Interesting to put it mildly. It has more and more emphasised the old Swedish saying, “away is good, but home is best.” With an emphasis on home being where you were raised, for me that’s Europe.

Working in different countries really has shown the stark differences in work mindset, labour law, and more. While Japan on paper has some quite strong labour protections and benefits (such as parental leave), it also has a very unhealthy mindset towards work-life balance, mistreating employees, and corporate punishment which is very detrimental to your mental and physical wellbeing, and sadly I’ve seen this in many friends and colleagues.

When it comes to living apart from family, this has been especially hard with COVID-19. Here in Japan, it was especially difficult, my father couldn’t meet his granddaughter until she was two years old, and I missed out on the funerals of two people among my family due to restrictions. While it is easy these days to think that anywhere in the world is just a plane-hop away, unexpected hinderances like these can really throw wrenches in your life. Having kids has also made me reach out and try to be closer with my family.

What advice would you give students today?

On the one hand, I would strongly suggest focusing studies on economics, artificial intelligence, and cybersecurity, but realising that most of the learning and useful skills will come through participating in open-source projects or hands on projects that can later be used in a portfolio.

I also strongly recommend establishing a network of people you get along with in and outside your field of study, to practice networking, open speaking, and approaching more experienced people to try and establish a mentor relationship early.

Lastly, enjoy the lovely city of Wellington and cherish what you have there, I know I miss it a lot.

What are your interests and passions outside of work?
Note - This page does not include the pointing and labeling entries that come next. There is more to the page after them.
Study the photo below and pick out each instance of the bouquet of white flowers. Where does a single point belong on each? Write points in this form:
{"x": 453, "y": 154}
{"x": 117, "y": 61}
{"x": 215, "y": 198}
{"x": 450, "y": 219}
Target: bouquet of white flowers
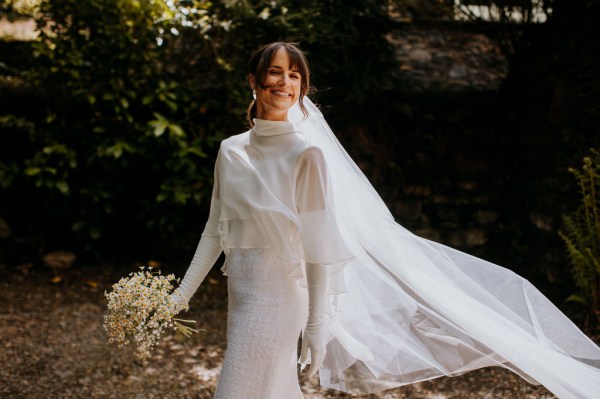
{"x": 141, "y": 306}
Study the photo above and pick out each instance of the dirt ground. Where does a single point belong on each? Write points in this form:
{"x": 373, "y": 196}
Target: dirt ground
{"x": 53, "y": 346}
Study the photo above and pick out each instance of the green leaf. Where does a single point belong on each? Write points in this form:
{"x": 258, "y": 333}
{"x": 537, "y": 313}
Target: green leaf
{"x": 159, "y": 127}
{"x": 32, "y": 171}
{"x": 94, "y": 233}
{"x": 63, "y": 187}
{"x": 78, "y": 226}
{"x": 577, "y": 298}
{"x": 176, "y": 130}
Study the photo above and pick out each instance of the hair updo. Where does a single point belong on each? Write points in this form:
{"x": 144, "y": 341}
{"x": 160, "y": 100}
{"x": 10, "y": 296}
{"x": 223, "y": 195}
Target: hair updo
{"x": 260, "y": 62}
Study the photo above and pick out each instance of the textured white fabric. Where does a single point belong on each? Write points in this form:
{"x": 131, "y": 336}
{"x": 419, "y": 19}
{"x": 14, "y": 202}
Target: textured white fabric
{"x": 267, "y": 311}
{"x": 400, "y": 308}
{"x": 316, "y": 332}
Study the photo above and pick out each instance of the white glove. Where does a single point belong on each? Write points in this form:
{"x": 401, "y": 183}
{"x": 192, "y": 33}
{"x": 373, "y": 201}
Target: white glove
{"x": 315, "y": 334}
{"x": 207, "y": 253}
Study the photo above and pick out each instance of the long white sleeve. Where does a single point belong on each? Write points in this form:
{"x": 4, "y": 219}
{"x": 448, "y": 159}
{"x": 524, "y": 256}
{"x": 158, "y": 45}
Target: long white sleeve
{"x": 207, "y": 253}
{"x": 208, "y": 250}
{"x": 315, "y": 337}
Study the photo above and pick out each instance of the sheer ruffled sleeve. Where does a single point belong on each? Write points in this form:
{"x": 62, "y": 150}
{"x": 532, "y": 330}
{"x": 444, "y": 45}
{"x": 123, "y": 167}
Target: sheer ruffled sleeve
{"x": 321, "y": 238}
{"x": 211, "y": 229}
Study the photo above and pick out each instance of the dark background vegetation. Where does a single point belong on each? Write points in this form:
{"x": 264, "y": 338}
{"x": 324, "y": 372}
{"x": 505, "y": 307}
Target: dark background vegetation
{"x": 110, "y": 120}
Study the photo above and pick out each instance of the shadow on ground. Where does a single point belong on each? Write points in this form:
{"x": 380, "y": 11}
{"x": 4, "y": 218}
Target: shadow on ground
{"x": 53, "y": 346}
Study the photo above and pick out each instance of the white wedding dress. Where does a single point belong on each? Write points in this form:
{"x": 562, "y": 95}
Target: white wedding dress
{"x": 267, "y": 310}
{"x": 401, "y": 308}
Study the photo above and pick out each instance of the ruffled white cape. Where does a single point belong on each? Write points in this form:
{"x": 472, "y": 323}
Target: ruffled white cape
{"x": 403, "y": 308}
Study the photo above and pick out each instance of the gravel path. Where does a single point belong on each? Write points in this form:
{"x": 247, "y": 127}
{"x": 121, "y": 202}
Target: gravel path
{"x": 53, "y": 346}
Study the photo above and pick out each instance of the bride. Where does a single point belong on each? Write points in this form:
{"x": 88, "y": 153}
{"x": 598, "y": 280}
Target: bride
{"x": 312, "y": 251}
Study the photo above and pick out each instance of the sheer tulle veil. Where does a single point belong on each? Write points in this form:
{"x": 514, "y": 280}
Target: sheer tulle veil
{"x": 407, "y": 309}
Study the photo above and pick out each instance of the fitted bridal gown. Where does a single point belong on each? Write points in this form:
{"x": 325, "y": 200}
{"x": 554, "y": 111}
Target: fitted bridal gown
{"x": 400, "y": 308}
{"x": 268, "y": 308}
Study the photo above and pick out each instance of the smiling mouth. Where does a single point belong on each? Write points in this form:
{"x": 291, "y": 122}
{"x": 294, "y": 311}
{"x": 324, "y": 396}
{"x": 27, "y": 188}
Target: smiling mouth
{"x": 281, "y": 93}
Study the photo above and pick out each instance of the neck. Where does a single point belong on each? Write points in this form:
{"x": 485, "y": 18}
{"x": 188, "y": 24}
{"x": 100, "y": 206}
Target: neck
{"x": 271, "y": 116}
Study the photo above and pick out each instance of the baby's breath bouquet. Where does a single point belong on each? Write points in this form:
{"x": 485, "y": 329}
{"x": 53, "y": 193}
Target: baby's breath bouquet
{"x": 140, "y": 307}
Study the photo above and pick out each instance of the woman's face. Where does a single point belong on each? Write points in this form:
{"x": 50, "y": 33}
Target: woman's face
{"x": 282, "y": 87}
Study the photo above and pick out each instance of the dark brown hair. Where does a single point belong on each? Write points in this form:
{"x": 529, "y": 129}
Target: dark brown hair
{"x": 259, "y": 64}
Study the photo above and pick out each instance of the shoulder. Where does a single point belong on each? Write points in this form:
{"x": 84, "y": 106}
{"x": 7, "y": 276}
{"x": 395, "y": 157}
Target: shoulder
{"x": 235, "y": 141}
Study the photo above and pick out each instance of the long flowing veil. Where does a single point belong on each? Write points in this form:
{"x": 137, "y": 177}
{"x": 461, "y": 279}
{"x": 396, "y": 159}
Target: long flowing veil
{"x": 414, "y": 309}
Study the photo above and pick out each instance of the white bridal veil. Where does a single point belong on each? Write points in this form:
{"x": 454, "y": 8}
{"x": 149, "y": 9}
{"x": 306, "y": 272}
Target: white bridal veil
{"x": 408, "y": 309}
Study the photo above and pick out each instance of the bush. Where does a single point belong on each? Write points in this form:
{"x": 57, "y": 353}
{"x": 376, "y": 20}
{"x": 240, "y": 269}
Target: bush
{"x": 128, "y": 101}
{"x": 582, "y": 239}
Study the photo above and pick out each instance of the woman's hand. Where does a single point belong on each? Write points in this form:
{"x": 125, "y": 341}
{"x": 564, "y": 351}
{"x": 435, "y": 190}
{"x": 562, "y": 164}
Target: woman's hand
{"x": 315, "y": 339}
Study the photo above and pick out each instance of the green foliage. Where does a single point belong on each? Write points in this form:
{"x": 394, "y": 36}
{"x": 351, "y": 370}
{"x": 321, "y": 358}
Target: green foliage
{"x": 131, "y": 98}
{"x": 582, "y": 238}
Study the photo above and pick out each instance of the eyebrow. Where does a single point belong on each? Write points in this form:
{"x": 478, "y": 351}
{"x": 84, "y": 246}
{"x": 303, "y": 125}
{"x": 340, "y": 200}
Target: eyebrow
{"x": 278, "y": 67}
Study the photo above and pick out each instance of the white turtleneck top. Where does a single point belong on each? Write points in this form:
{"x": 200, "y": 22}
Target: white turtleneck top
{"x": 272, "y": 190}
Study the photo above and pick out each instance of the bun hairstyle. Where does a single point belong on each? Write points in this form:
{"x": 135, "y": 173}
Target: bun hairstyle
{"x": 259, "y": 64}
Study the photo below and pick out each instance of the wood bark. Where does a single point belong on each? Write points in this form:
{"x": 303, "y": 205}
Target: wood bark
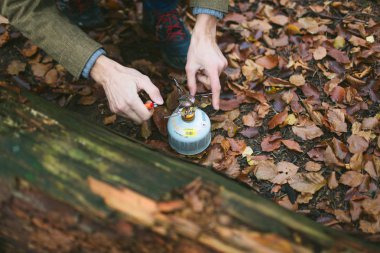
{"x": 100, "y": 173}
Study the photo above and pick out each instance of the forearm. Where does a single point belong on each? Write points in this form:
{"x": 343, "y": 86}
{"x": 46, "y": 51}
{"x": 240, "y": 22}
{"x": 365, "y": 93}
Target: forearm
{"x": 205, "y": 27}
{"x": 40, "y": 21}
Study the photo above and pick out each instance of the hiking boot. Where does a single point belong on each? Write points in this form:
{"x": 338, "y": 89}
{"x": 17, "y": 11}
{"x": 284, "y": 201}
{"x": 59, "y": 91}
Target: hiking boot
{"x": 172, "y": 35}
{"x": 84, "y": 13}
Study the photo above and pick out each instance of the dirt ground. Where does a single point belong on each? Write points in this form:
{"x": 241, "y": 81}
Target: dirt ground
{"x": 43, "y": 230}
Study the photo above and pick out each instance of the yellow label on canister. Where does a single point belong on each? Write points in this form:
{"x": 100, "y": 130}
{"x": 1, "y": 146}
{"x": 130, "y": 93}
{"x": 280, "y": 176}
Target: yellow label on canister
{"x": 189, "y": 132}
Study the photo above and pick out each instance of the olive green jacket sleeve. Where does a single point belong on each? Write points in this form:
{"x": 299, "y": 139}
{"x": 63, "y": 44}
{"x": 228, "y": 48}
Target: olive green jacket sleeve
{"x": 219, "y": 5}
{"x": 41, "y": 22}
My kids, who have become much more of an enjoyment and ‘time-stealer’ than I thought they would! I do very much enjoy scuba diving, especially more technical diving, which has taken me and my wife all over the world.

I have also recently (possibly in a typical mid-life crisis mode) purchased a road bike and started to get deep into training and riding, both for fun but also for commuting with the kids in their bike trailer.

I also actively participate in a number of open-source GitHub projects.

Lastly, we as a family enjoy hiking, camping, outdoor life in all seasons.